Медсестре не нужна была табличка с именем, чтобы вспомнить имя Ханны, и она почувствовала легкий приступ знакомого стыда. Она была эгоистична. Она не уделяла достаточного внимания людям. Она не была частью сообщества.
Ханна улыбнулась, чтобы скрыть свою вину.
― Не могли бы вы сделать мне одолжение? Я наткнулась на старое медицинское заключение мамы, у которого отображена неправильная группа крови. Я надеюсь, что вы сможете узнать, почему произошло такое недоразумение.
― Конечно, ― она взяла отчет, переданный Ханной. ― Я проверю это, как только пройдет утренний обход. Какая группа крови должна быть?
― Я не знаю, но точно не четвертая положительная.
― Поняла. Я дам вам знать, как что-то найду.
Выполнив первую обязанность, Ханна направилась в комнату своей матери. Чаша лжи сжималась в ее руках.
― Привет, мам! Я принесла тебе пирожные. Глазированные. Твои любимые. И не волнуйся ― я убралась после готовки.
Ее мама смутно улыбнулась.
― Здравствуй, дорогая!
Ханна старалась не дать себе улыбнуться. «Здравствуй, дорогая» ― это было приветствие, с которым Дороти обращалась к людям, которых она не помнила. Для Ханны было глупо рассчитывать на что-то большее, потому что она чувствовала себя хорошо сегодня. По крайней мере, ее мама улыбалась этим утром.
― Ты хорошо позавтракала? ― спросила она.
Мать расплылась в улыбке.
― Французский тост.
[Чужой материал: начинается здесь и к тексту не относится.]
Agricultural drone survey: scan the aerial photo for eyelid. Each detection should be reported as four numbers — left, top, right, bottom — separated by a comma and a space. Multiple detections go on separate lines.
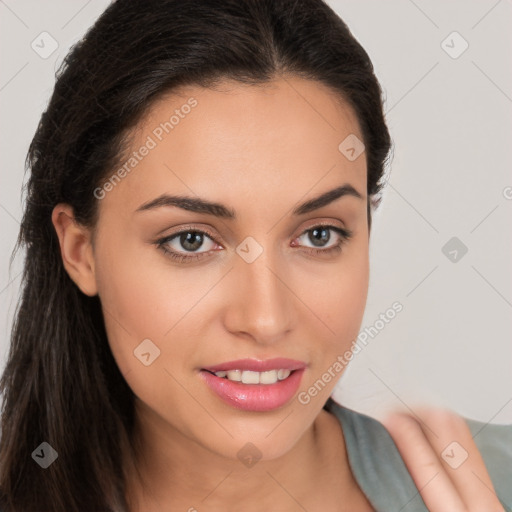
155, 219, 353, 263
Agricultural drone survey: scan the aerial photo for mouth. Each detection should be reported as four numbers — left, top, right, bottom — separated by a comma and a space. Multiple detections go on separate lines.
200, 358, 306, 412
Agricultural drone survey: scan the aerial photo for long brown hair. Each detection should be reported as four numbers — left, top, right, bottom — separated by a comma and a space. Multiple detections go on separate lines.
0, 0, 391, 512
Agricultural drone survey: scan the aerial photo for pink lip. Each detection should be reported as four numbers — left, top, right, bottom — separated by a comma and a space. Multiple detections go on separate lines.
200, 358, 306, 412
203, 357, 306, 373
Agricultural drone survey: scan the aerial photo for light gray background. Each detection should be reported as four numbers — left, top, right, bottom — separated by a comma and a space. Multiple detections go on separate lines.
0, 0, 512, 423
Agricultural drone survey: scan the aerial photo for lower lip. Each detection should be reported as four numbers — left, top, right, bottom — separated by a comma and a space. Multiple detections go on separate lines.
200, 368, 304, 412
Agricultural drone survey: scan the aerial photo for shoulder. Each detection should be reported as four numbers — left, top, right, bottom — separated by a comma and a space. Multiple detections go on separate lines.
325, 399, 512, 512
464, 418, 512, 510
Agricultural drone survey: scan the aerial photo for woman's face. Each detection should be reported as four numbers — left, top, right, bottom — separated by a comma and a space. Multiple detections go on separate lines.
93, 78, 369, 459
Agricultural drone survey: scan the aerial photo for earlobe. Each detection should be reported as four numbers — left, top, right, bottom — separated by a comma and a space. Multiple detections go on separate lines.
52, 203, 98, 297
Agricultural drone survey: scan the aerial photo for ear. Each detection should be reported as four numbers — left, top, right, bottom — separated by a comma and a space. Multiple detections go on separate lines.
52, 203, 98, 297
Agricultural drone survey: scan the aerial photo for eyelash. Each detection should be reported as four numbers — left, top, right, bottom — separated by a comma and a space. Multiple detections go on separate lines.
155, 224, 352, 263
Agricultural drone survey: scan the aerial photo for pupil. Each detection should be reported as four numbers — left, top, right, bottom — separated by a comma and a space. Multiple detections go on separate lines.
180, 231, 203, 251
310, 228, 330, 245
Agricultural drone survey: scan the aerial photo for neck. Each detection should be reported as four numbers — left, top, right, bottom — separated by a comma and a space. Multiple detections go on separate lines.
123, 401, 357, 512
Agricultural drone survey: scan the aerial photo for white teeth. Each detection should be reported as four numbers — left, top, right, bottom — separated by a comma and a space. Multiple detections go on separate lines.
242, 370, 260, 384
227, 370, 242, 382
260, 370, 277, 384
277, 370, 290, 380
215, 369, 291, 384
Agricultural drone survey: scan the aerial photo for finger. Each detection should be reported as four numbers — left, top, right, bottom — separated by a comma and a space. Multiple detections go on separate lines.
415, 407, 503, 510
382, 412, 467, 512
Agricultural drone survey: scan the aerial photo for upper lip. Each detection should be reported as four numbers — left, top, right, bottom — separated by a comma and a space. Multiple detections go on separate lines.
203, 357, 306, 373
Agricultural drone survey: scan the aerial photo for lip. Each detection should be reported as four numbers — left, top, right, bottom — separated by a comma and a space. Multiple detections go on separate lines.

Мой любимый.
Дороти помнила, что она ела час назад, и помнила, что любила на завтрак, но свою младшую дочь вспомнить не могла.
Прекрати это, приказала она себе. Просто улыбнись и сделай ее день немного лучше.
Почему это так чертовски трудно осуществить? Почему ей было так легко успокоить противных незнакомцев по поводу их миллионов и так трудно играть перед своим родителем?
― Сегодня день кино, ― сказала она с воодушевлением, когда достала из ванной бумажное полотенце и подала своей матери слегка раздавленный брауни. ― Ты слышала, что сегодня будут играть?
― Я не думаю…
Ханна не должна была задавать такой вопрос.
― Тогда посмотрим.
Она нашла лист ежедневных мероприятий, представленных постояльцам, как будто они находились в веселом круизе, а не в ожидании смерти.
― О, это «Старые ворчуны». Я давно его не видела. Я думаю, тебе понравится. Фильм не слишком длинный, но в конце актеры поют.
― О, я люблю пение!
― Я знаю! Выберем, что тебе надеть? Может, добавим помаду?